1Implementation notes
2--------------------
3
4Files
5-----
6
7The library tex2any.lib contains the generic Latex parser.
8It comprises tex2any.cc, tex2any.h and texutils.cc.
9
10The executable Tex2RTF is made up of tex2any.lib,
11tex2rtf.cc (main driver and user interface), and specific
12drivers for generating output: rtfutils.cc, htmlutil.cc
13and xlputils.cc.
14
15Data structures
16---------------
17
18Class declarations are found in tex2any.h.
19
20TexMacroDef holds a macro (Latex command) definition: name, identifier,
21number of arguments, whether it should be ignored, etc. Integer
22identifiers are used for each Latex command for efficiency when
23generating output. A hash table MacroDefs stores all the TexMacroDefs,
24indexed on command name.
25
26Each unit of a Latex file is stored in a TexChunk. A TexChunk can be
27a macro, argument or just a string: a TexChunk macro has child
28chunks for the arguments, and each argument will have one or more
29children for representing another command or a simple string.
30
31Parsing
32-------
33
34Parsing is relatively add hoc. read_a_line reads in a line at a time,
35doing some processing for file commands (e.g. input, verbatiminclude).

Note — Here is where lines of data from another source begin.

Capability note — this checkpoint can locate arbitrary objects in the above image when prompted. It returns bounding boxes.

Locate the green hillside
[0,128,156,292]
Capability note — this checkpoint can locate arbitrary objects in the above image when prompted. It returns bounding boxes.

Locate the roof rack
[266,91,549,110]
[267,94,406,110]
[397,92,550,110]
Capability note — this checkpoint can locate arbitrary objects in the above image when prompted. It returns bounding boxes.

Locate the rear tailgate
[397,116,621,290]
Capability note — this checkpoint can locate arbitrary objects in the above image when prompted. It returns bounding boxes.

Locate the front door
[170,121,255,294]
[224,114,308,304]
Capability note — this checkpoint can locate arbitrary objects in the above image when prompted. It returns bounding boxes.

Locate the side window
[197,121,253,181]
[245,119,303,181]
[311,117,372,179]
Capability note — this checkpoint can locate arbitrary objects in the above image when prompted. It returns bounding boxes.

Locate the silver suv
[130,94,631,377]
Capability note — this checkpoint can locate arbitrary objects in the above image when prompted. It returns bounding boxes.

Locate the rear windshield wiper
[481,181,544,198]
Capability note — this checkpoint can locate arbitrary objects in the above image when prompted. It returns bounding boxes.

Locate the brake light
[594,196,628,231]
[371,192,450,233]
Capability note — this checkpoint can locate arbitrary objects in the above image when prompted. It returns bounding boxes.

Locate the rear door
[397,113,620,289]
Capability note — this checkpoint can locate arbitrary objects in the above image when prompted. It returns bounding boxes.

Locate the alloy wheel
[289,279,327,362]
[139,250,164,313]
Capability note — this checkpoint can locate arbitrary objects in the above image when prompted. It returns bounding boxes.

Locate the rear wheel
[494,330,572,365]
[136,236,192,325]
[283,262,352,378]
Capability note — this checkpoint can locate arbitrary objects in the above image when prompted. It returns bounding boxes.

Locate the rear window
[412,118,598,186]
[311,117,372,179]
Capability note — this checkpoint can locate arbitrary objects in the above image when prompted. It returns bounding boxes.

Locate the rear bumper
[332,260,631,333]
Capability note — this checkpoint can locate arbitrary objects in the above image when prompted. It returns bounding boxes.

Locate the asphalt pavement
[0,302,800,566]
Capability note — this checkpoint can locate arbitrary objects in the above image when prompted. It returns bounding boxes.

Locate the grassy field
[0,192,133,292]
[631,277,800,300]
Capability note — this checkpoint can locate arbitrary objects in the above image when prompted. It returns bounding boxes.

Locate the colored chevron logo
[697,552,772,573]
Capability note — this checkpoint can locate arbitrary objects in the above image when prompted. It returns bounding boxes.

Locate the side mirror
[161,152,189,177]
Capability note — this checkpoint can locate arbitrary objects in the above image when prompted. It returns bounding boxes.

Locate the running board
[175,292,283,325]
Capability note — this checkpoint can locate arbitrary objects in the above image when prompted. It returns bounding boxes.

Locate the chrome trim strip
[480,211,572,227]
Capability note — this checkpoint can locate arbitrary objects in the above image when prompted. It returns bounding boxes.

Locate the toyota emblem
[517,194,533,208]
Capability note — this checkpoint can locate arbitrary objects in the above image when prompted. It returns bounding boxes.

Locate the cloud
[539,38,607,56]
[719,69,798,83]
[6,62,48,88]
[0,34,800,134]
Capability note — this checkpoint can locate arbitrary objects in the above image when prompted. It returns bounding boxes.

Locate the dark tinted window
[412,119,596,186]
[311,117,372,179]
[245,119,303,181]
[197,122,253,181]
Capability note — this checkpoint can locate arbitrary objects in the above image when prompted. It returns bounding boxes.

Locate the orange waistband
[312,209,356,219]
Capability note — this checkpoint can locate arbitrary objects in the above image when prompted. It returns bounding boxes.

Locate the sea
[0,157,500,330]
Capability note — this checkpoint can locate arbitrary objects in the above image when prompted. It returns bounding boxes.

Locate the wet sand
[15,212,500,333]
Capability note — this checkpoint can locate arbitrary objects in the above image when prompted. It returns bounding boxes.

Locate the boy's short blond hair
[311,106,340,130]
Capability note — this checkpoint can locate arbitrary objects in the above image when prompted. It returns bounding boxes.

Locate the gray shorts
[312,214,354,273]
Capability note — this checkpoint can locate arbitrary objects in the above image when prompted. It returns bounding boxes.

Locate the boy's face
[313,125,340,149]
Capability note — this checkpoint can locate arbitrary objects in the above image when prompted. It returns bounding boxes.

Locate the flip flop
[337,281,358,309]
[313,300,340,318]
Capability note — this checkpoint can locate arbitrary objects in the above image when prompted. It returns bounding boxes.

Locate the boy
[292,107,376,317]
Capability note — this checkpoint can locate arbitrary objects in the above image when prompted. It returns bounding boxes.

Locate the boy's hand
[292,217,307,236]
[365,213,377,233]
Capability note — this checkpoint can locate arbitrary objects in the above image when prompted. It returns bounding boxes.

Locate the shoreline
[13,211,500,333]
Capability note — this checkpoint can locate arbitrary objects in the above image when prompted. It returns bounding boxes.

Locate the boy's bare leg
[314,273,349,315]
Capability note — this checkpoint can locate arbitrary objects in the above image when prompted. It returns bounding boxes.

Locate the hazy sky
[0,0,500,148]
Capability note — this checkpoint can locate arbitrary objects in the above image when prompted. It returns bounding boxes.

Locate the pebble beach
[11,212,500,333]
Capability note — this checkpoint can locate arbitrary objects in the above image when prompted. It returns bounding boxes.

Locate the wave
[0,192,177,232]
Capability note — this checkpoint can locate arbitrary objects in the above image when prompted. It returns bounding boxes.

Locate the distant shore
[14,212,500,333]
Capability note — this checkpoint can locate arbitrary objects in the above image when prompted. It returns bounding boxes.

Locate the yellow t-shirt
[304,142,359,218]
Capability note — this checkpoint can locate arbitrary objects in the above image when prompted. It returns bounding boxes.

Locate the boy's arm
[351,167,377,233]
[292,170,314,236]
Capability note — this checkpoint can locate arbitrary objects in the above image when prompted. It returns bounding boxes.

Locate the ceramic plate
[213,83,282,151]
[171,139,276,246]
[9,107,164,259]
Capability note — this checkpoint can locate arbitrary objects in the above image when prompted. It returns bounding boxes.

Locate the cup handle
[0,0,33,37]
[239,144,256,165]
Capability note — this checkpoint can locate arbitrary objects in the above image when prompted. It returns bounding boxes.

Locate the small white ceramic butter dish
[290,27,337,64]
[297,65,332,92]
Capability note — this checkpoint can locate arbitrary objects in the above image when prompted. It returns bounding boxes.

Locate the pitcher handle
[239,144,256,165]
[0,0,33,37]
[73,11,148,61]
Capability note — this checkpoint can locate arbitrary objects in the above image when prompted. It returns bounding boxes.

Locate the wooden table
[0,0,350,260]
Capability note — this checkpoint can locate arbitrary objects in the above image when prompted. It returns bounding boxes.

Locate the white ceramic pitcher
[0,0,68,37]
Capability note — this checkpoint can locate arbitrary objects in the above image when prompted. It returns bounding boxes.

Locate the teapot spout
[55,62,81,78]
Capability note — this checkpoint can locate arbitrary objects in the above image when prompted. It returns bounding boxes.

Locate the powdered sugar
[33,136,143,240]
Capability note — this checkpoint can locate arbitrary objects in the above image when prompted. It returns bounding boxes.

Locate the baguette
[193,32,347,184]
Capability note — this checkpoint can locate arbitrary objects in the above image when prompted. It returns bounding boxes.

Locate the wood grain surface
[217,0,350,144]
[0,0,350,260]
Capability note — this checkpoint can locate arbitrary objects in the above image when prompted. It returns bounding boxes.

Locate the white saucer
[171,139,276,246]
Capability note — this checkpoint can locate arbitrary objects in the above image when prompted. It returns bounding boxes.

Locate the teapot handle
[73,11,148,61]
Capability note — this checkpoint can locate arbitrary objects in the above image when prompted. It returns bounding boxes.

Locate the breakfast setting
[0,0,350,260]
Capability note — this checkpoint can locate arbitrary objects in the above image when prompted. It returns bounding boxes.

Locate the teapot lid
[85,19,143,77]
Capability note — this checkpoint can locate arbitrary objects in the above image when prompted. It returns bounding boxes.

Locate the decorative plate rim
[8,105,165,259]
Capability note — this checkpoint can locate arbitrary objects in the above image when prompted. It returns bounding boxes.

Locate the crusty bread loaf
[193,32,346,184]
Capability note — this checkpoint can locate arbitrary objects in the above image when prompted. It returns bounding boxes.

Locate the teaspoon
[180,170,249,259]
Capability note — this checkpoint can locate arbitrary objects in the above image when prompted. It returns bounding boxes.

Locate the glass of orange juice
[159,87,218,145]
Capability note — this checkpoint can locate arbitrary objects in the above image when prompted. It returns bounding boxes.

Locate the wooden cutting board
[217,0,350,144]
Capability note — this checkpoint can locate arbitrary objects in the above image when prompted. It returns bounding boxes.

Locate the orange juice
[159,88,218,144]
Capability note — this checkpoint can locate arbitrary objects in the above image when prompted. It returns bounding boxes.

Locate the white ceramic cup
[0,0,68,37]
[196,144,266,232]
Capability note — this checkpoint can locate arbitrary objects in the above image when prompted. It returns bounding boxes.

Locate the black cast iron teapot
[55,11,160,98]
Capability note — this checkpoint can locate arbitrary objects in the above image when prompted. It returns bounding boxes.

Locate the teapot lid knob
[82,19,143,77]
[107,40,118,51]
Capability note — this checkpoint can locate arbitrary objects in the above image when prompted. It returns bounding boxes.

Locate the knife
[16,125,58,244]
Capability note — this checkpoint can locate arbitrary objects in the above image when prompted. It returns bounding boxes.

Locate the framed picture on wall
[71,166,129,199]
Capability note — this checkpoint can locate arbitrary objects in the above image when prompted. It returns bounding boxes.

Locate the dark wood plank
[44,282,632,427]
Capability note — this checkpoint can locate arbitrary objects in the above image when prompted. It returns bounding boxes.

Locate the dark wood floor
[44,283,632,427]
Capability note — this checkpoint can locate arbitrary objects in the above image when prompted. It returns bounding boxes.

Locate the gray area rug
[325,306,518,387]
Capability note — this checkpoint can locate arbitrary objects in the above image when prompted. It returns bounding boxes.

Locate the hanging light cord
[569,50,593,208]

36File handles are stored in a stack so file input commands may be nested.
37
38ParseArg parses an argument (which might be the whole Latex input,
39which is treated as an argument) or a single command, or a command
40argument. The parsing gets a little hairy because an environment,
41a normal command and bracketed commands (e.g. {\bf thing}) all get
42parsed into the same format. An environment, for example,
43is usually a one-argument command, as is {\bf thing}. It also
44deals with user-defined macros.
45
46Whilst parsing, the function MatchMacro gets called to
47attempt to find a command following a backslash (or the
48start of an environment). ParseMacroBody parses the
49arguments of a command when one is found.
50
51Generation
52----------
53
54The upshot of parsing is a hierarchy of TexChunks.
55TraverseFromDocument calls the recursive TraverseFromChunk,
56and is called by the 'client' converter application to
57start the generation process. TraverseFromChunk
58calls the two functions OnMacro and OnArgument,
59twice for each chunk to allow for preprocessing
60and postprocessing of each macro or argument.
61
62The client defines OnMacro and OnArgument to test
63the command identifier, and output the appropriate
64code. To help do this, the function TexOutput
65outputs to the current stream(s), and
66SetCurrentOutput(s) allows the setting of one
67or two output streams for the output to be sent to.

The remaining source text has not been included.